The other kind of writing—creative writing—is inspired and artistic. It entertains with word pictures, concepts, and deep meaning. It’s enjoyable to read and touches us while teaching us. It’s an art form. It’s not necessary to learn, but a joy to those who do.
Academic writing will earn you A’s; creative writing may get you published.
Academic writing must be taught, but rarely is; creative writing is optional, but is almost always the focus of writing curricula.
Creative writing focuses on story-telling and recounting personal experiences. Its students author fiction and poetry—using style, voice, and technique to make their writing entertaining, smart, and packed with panache. Most curricula on the market encourages this kind of creativity and style, drawing out the reluctant writer and cultivating a future author, columnist, reporter, or novelist—someone who is confident and comfortable with the pen. The truth? We really do want to produce fabulous writers in our homeschool. Thus, the kind of writing we value and encourage is creative, expressive writing. We even endorse the use of creative writing with the all-important essay. Herein lies the problem. College professors just want the facts, not the flair.
Thinking back on my own college experience, I’m embarrassed by my impudence. How pompous I must have been to think my college professor would enjoy reading my extraneous ideas and insights. I used my college essays as a platform to express my opinions and deeper philosophies in lengthy poetic prose. I was a creative writer: an artistic, loquacious, verbose wordsmith. How dull it must have been for my professors, laboring through more than 300 papers, seeking to find out which students learned the material and which didn’t.

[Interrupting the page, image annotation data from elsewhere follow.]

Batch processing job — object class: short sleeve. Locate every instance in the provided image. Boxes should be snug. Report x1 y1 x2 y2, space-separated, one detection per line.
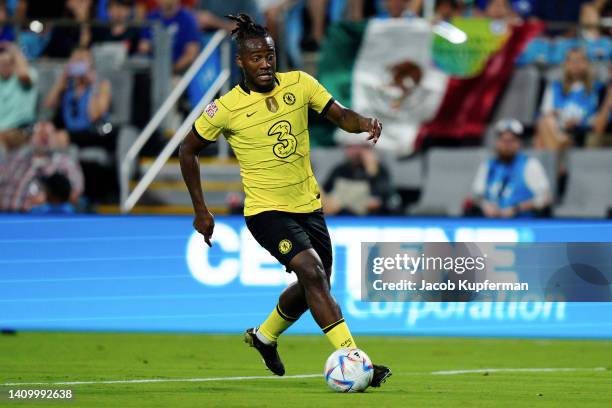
300 72 334 115
193 100 229 142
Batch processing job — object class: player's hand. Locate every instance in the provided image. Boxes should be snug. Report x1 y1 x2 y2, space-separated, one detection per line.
367 118 382 144
193 211 215 247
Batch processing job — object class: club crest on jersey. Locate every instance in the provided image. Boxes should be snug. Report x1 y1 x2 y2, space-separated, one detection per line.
278 239 293 255
205 101 219 118
283 92 295 105
266 96 278 113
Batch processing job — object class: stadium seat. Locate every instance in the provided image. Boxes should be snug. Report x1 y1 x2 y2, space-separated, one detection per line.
485 66 540 147
32 61 63 120
409 148 487 216
390 155 423 190
492 66 540 126
525 149 557 203
554 149 612 218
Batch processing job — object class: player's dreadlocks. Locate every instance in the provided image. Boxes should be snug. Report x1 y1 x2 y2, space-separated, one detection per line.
226 13 270 49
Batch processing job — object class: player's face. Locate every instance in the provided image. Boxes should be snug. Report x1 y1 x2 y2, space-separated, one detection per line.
236 37 276 92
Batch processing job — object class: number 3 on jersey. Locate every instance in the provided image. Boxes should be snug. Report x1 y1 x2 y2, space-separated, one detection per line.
268 120 297 159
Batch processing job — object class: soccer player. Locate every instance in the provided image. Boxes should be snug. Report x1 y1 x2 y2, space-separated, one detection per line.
179 14 391 387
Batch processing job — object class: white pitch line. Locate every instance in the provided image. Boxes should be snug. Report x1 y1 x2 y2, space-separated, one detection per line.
0 374 323 387
0 367 608 387
431 367 607 375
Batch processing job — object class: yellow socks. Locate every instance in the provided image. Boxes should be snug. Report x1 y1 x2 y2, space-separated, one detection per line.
323 319 357 350
256 305 297 344
255 305 357 349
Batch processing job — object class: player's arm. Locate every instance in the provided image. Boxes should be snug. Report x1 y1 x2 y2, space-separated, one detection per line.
325 101 382 144
179 129 215 246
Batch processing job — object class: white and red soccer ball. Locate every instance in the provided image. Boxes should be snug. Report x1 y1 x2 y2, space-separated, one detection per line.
323 348 374 392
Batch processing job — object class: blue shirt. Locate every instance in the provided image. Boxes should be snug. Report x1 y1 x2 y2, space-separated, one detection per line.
0 26 15 42
484 153 534 216
143 8 200 62
549 80 603 129
476 0 538 17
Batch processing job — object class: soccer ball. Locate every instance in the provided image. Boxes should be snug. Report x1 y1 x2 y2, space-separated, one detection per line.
323 348 374 392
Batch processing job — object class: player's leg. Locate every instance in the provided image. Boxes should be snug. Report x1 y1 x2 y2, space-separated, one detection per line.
289 248 356 348
245 211 311 375
300 212 391 387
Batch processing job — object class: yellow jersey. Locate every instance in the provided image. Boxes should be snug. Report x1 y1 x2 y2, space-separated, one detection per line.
193 71 334 216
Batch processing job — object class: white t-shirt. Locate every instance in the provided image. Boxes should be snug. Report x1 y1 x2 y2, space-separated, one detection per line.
0 69 38 130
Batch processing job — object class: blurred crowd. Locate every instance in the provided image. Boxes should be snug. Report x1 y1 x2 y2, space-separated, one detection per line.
0 0 612 216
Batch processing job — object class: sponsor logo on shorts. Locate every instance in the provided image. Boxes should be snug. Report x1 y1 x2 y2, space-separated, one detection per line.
205 102 219 118
278 239 293 255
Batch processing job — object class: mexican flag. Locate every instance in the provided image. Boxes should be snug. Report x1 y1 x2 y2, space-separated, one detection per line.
312 18 542 156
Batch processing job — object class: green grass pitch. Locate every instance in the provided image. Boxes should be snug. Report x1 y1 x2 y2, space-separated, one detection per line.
0 332 612 408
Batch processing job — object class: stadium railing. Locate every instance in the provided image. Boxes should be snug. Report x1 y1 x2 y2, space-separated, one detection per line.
119 31 230 213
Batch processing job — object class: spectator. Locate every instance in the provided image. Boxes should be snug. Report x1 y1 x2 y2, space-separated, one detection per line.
484 0 514 20
323 141 393 215
533 0 590 23
45 48 114 150
0 128 28 155
31 173 75 215
135 0 196 21
15 0 66 20
0 122 84 211
91 0 140 55
0 0 15 42
434 0 459 21
534 49 601 152
0 42 36 131
476 0 538 17
470 119 551 218
44 0 94 58
580 4 612 61
139 0 201 74
593 64 612 146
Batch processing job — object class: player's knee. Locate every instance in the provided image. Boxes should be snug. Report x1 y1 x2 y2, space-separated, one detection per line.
296 258 329 290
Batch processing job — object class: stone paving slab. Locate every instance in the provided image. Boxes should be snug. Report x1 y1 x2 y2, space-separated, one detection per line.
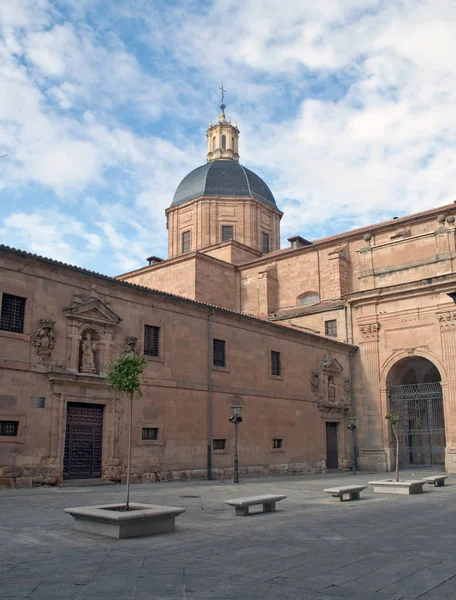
0 471 456 600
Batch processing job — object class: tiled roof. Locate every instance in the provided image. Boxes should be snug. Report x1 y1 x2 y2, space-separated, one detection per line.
0 244 356 347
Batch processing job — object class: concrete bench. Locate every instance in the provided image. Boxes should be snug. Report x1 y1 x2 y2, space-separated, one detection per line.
423 475 448 487
324 485 366 502
225 494 286 517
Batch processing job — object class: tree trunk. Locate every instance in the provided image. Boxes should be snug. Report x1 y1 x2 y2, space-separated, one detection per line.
125 392 133 510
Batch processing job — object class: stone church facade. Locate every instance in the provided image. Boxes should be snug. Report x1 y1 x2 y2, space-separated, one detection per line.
0 105 456 487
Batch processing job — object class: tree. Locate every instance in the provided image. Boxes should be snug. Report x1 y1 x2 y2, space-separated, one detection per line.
106 354 146 510
385 410 401 481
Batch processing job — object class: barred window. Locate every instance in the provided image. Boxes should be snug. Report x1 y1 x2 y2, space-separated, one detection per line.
213 440 226 450
0 421 19 436
142 427 158 441
182 231 190 254
212 339 226 367
325 319 337 337
271 350 282 377
144 325 160 356
222 225 234 242
0 294 26 333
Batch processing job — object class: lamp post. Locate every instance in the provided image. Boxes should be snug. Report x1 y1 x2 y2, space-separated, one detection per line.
348 416 356 475
230 406 242 483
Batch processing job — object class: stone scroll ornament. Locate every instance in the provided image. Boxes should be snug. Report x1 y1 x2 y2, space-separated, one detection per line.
31 319 55 364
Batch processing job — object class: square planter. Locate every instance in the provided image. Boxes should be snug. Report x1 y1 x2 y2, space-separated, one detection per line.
369 479 426 496
65 503 185 539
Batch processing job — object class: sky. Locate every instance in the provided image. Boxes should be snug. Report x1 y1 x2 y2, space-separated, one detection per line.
0 0 456 275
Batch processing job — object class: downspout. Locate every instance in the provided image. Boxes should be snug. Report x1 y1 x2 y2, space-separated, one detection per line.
207 309 215 481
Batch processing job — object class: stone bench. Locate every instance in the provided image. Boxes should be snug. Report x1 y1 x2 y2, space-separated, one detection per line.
225 494 286 517
65 502 185 539
423 475 448 487
324 485 366 502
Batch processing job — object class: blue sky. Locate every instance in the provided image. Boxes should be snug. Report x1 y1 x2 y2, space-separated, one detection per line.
0 0 456 275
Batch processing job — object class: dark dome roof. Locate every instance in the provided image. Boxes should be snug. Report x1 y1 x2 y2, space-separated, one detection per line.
171 159 277 208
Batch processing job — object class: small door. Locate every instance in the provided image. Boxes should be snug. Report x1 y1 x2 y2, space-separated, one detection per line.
326 423 339 469
63 402 103 479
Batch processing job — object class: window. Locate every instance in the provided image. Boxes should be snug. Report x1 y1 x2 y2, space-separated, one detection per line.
271 350 282 377
213 440 226 450
222 225 234 242
325 319 337 337
212 339 226 367
182 231 190 254
0 294 26 333
0 421 19 436
142 427 158 441
144 325 160 356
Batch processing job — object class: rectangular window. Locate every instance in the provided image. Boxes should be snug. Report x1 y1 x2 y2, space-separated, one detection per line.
0 421 19 436
222 225 234 242
182 231 190 254
0 294 26 333
325 319 337 337
142 427 158 441
213 440 226 450
271 350 282 377
144 325 160 356
212 339 226 367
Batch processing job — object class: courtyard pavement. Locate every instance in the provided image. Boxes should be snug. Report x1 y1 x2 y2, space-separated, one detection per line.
0 471 456 600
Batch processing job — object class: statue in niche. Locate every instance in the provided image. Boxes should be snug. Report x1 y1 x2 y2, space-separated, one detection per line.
79 331 97 373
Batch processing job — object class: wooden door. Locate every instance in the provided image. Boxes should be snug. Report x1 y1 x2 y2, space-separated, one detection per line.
326 423 339 469
63 402 103 479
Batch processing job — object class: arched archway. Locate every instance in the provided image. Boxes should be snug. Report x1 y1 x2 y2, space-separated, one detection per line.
387 356 445 468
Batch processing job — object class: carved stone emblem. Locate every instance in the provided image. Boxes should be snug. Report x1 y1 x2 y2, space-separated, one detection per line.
310 371 320 394
122 336 138 355
31 319 55 364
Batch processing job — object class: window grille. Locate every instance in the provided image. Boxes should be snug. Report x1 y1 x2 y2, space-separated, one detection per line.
271 350 282 376
325 319 337 337
222 225 234 242
142 427 158 441
182 231 190 254
0 294 26 333
0 421 19 436
144 325 160 356
212 339 226 367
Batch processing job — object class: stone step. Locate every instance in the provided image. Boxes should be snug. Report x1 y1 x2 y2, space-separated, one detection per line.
58 479 116 487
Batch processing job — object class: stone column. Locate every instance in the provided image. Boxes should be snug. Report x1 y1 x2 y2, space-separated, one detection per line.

My stylistic passages were not joy, but drudgery. Because of the volume of papers that must be read, professors prefer clear, concise compositions that convey the material has been understood—academic writing.

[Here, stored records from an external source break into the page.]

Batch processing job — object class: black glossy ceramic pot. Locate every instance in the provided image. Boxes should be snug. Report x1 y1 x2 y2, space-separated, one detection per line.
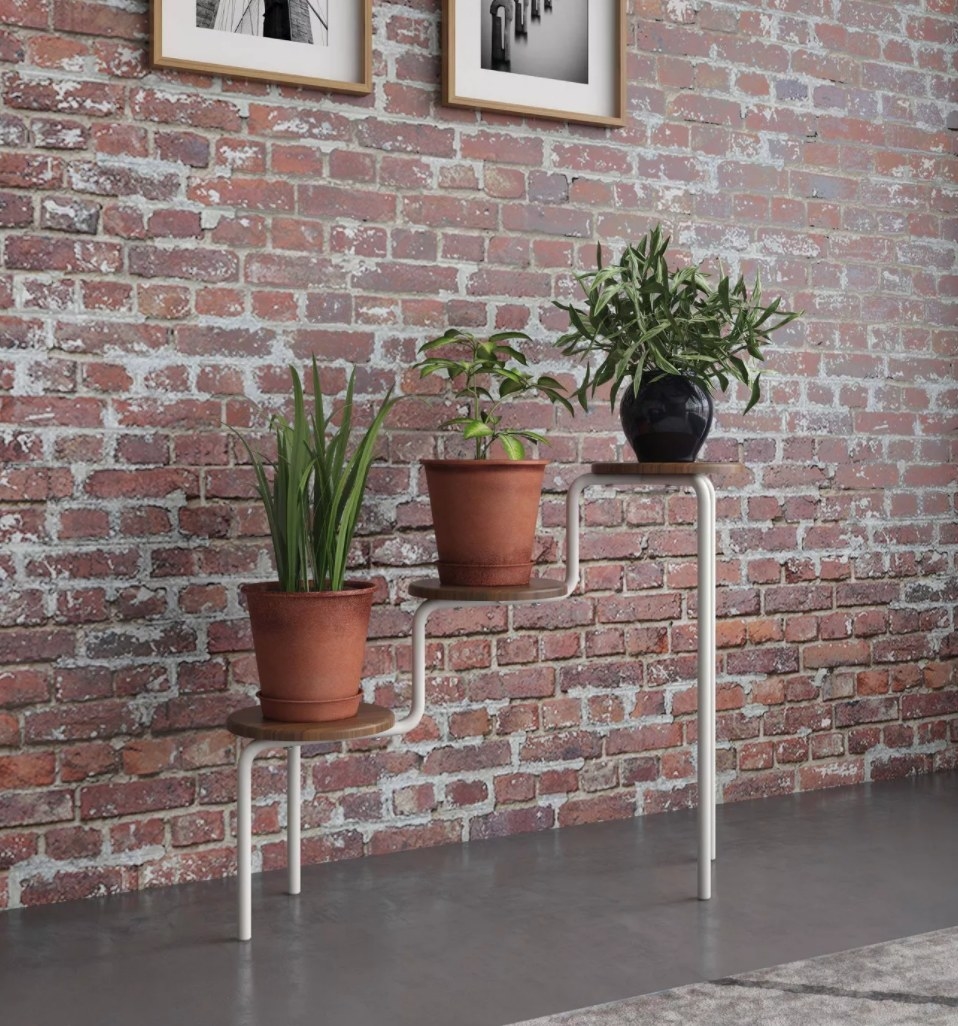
618 374 713 463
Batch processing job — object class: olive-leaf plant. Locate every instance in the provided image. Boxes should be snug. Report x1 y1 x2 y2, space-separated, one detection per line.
555 226 801 412
415 327 574 460
237 357 399 592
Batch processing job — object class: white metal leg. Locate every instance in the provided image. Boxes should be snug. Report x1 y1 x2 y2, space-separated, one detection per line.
692 474 715 901
236 741 276 941
565 474 716 900
703 477 718 860
286 745 301 895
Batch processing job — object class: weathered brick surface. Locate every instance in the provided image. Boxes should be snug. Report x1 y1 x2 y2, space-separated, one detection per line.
0 0 958 907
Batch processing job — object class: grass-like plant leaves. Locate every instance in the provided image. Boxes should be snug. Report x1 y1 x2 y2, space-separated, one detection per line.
239 358 398 592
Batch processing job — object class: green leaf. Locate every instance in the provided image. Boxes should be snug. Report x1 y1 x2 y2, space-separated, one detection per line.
498 434 525 460
463 421 493 439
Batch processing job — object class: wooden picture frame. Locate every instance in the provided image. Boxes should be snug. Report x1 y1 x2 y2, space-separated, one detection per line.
442 0 626 126
151 0 372 93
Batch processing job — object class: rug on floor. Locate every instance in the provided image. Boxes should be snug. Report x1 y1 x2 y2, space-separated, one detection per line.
515 928 958 1026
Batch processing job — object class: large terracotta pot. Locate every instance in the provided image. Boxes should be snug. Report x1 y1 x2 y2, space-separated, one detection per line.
243 581 373 723
423 460 548 588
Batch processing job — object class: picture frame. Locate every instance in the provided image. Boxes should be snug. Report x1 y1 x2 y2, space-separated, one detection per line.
151 0 372 93
442 0 626 126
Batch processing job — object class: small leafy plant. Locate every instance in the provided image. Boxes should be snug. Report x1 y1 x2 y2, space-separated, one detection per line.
415 327 574 460
555 226 801 412
239 365 398 592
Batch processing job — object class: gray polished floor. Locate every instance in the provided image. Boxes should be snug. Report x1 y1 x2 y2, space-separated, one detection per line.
0 773 958 1026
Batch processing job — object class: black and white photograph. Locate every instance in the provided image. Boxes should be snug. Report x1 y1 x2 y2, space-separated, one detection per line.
151 0 372 93
442 0 626 126
480 0 589 83
196 0 330 46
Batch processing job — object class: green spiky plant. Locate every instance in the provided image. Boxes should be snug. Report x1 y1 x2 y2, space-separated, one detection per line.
415 327 574 460
555 226 801 412
239 357 399 592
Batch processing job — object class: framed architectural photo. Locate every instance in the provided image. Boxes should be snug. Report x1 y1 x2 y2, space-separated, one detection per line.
442 0 626 125
152 0 372 92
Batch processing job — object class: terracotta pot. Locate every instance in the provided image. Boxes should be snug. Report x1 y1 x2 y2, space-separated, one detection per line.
256 692 362 723
423 460 548 588
243 581 373 723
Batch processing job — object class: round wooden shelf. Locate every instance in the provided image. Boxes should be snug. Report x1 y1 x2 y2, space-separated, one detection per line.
592 462 744 477
409 578 565 602
227 702 396 743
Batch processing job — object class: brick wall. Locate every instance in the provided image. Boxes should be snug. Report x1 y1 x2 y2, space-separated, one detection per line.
0 0 958 907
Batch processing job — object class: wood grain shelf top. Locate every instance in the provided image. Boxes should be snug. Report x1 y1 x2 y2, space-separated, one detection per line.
227 702 396 743
409 578 565 602
592 462 745 477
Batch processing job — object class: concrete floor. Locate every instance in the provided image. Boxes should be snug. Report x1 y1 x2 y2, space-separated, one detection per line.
0 773 958 1026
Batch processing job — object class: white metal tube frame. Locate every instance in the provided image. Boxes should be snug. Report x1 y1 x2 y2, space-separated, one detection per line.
237 474 716 941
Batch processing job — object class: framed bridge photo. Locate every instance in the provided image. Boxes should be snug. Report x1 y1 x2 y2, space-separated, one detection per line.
442 0 626 125
152 0 372 93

Creative writing may indeed get you published. But it’s truly not the kind of writing we must learn. In academia, it is superfluous. To do well in school, we must learn academic writing. This is the kind of writing upon which we should focus our children’s writing instruction.
Although all writing should be concise and clearly communicate an idea or point, academic writing must eliminate all literary lavishness. Style is eliminated, voice is barely noticeable, and structure prevails. Sadly, words like “sadly” must go. Academic writing adheres to a rigorous code that leaves no room for extraneous or entertaining ideas. Academic writing is what your college professor wants when he asks you to write an essay. Academic writing is what the SAT requires. If you teach no other form of writing, academic writing—which is far easier than creative writing—should be taught.
So, if academic writing is more important than creative writing for scholastic success, why is everyone teaching creative writing? I believe it’s because we want our children to acquire skill and confidence in writing, and enjoy it. That’s not a bad thing. It’s a great thing. We want to grow writers! There is not one thing wrong with that. However, we must remember that in addition to teaching the fundamentals of style, eloquence, and technique that give boldness to writing, we should also teach the separate subject of academic writing. This kind of writing will enable our children to get through college with ease and success. Sure, they can write for the college magazine or start their own newsletter, filling up pages with their thoughts, opinions, and feelings, however, if you only have time to teach one kind of writing—academic writing will ultimately give the child more confidence. There’s no better feeling than checking the board for your grade and seeing an A.
There is actually a formula for academic writing. It’s uncomplicated, and once learned, can be used in every essay whether it’s for art history or economics. When I struggled through the college essay, I didn’t even know there was a formula! My husband, on the other hand, was taught the formula in high school and sailed through college and law school, graduating with honors with virtually no creative writing skills of which to speak. He recently revealed this secret formula to me. I call it The Composition Code. It’s my plan to circulate this secret in the homeschool community so we can take the world by storm—or at least help our children improve their college essays.